Open matthieugomez opened 6 years ago

matthieugomez commented 6 years ago

Hi,

This project looks very ambitious, and potentially very useful for economics researchers. Thanks a lot for working on this.

I just want to share something I have learned solving HJB equation: HJB iterations are much more robust when using fully implicit/nonlinear iterations, rather than the semi-implicit/linear iterations recommanded in Achdou, Han, Lasry, Lions, Moll.

To be more precise, let us say that a HJB time step iteration takes the following form:

(V_{t+1}-V_t)/Δ = a(x) + μ(x)V_{x, t+1} + σ(x)^2/2 V_{xx, t+1}

where critically μ(x) and σ(x) depend on V_x (due to first order conditions or general equilibrium in financial models).

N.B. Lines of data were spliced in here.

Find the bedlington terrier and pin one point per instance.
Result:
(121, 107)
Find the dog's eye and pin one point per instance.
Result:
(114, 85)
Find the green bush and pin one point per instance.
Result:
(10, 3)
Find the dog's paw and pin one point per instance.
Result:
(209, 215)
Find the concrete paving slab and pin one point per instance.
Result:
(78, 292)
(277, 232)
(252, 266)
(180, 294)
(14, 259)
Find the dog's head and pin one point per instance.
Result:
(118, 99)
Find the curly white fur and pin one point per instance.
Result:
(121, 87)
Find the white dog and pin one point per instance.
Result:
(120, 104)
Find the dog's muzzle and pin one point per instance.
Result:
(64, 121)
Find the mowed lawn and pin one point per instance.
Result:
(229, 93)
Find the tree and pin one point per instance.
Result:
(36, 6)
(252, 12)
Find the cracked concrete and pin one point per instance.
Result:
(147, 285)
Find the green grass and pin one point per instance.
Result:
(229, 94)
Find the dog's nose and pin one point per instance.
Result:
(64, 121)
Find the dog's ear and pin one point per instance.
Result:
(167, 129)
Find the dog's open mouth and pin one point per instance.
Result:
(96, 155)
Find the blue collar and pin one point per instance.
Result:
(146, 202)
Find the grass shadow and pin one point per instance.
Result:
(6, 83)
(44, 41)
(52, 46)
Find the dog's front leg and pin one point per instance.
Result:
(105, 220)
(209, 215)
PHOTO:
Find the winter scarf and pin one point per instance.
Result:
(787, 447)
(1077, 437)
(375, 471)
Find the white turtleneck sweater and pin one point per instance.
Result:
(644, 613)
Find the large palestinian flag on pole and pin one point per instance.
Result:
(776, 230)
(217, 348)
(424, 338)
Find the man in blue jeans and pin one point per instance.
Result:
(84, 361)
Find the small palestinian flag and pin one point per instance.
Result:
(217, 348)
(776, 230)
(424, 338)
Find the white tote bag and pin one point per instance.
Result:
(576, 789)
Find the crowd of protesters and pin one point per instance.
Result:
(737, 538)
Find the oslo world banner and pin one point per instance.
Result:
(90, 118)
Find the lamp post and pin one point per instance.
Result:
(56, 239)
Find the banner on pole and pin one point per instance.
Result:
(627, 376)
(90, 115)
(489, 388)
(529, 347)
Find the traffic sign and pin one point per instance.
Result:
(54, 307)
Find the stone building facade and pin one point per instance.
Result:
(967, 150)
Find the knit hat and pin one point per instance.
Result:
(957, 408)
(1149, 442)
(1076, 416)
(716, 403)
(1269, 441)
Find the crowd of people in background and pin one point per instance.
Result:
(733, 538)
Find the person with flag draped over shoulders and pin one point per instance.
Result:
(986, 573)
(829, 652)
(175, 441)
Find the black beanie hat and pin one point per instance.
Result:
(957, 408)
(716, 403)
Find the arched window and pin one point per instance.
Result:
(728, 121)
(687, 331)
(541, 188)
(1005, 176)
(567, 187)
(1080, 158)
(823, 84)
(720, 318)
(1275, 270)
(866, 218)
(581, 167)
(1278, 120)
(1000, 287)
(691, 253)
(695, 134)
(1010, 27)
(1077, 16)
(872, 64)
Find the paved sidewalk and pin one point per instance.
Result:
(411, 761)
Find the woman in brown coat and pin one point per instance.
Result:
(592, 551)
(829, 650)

The goal is to compute V_{t+1} given V_t. Achdou, Han, Lasry, Lions, Moll recommend to use a "semi-implicit time stepping", i.e. to compute μ(x), σ(x) using V_{x, t}, and then obtain V_{t+1} as the solution of a linear problem.

In my experience, it is much more robust to do a "fully implicit time stepping", i.e. to computeμ(x), σ(x) using V_{x, t+1} (rather than V_{x, t}), and then obtain V_{t+1} as the solution of a non linear problem. On the bad side, this makes the time stepping a bit slower (i.e. each time step requires to solve a non linear problem rather than a linear problem). On the good side, this algorithm works for any PDE I have tried (in contrast to the semi implicit time stepping above).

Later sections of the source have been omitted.